Entre chegadas e partidas, Uruguai inicia sua campanha na Copa

Darwin Nuñez, da seleção uruguaia. (Foto: Pat Elmont - FIFA/FIFA via Getty Images)
Darwin Nuñez, da seleção uruguaia. (Foto: Pat Elmont - FIFA/FIFA via Getty Images)

José Artigas foi um político, general, comerciante e acima de tudo, é considerado um herói no Uruguai. Lutou em guerras contra ingleses, portugueses, espanhóis e brasileiros. Morreu no exílio, sem nem ter chegado a participar da campanha que deu ao Uruguai sua independência, em 1828, mas ainda assim é considerado o “Protetor dos Povos Livres”, homenageado por todo país e até na vizinha Argentina.

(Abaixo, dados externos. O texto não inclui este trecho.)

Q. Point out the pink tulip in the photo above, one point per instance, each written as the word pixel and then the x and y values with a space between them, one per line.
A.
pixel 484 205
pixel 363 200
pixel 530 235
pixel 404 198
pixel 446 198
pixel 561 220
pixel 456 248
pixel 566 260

Do berço de uma dessas homenagens nasceu uma das esperanças do Uruguai na Copa: Darwin Nuñez. Localizada no norte uruguaio, a cidade de Artigas faz fronteira com a cidade brasileira de Quaraí e as duas dividem mais do que a ponte que as separa, com a cultura local se misturando entre costumes brasileiros e uruguaios. O carnaval de Artigas reúne a população das duas cidades, o portunhol é falado pelas ruas e se aceitam pesos e reais em ambos lados da fronteira. Talvez seja essa proximidade com o Brasil que tenha ajudado Darwin Nuñez a se adaptar tão bem ao futebol português, pra onde se transferiu em 2020 após rápida passagem pelo futebol espanhol.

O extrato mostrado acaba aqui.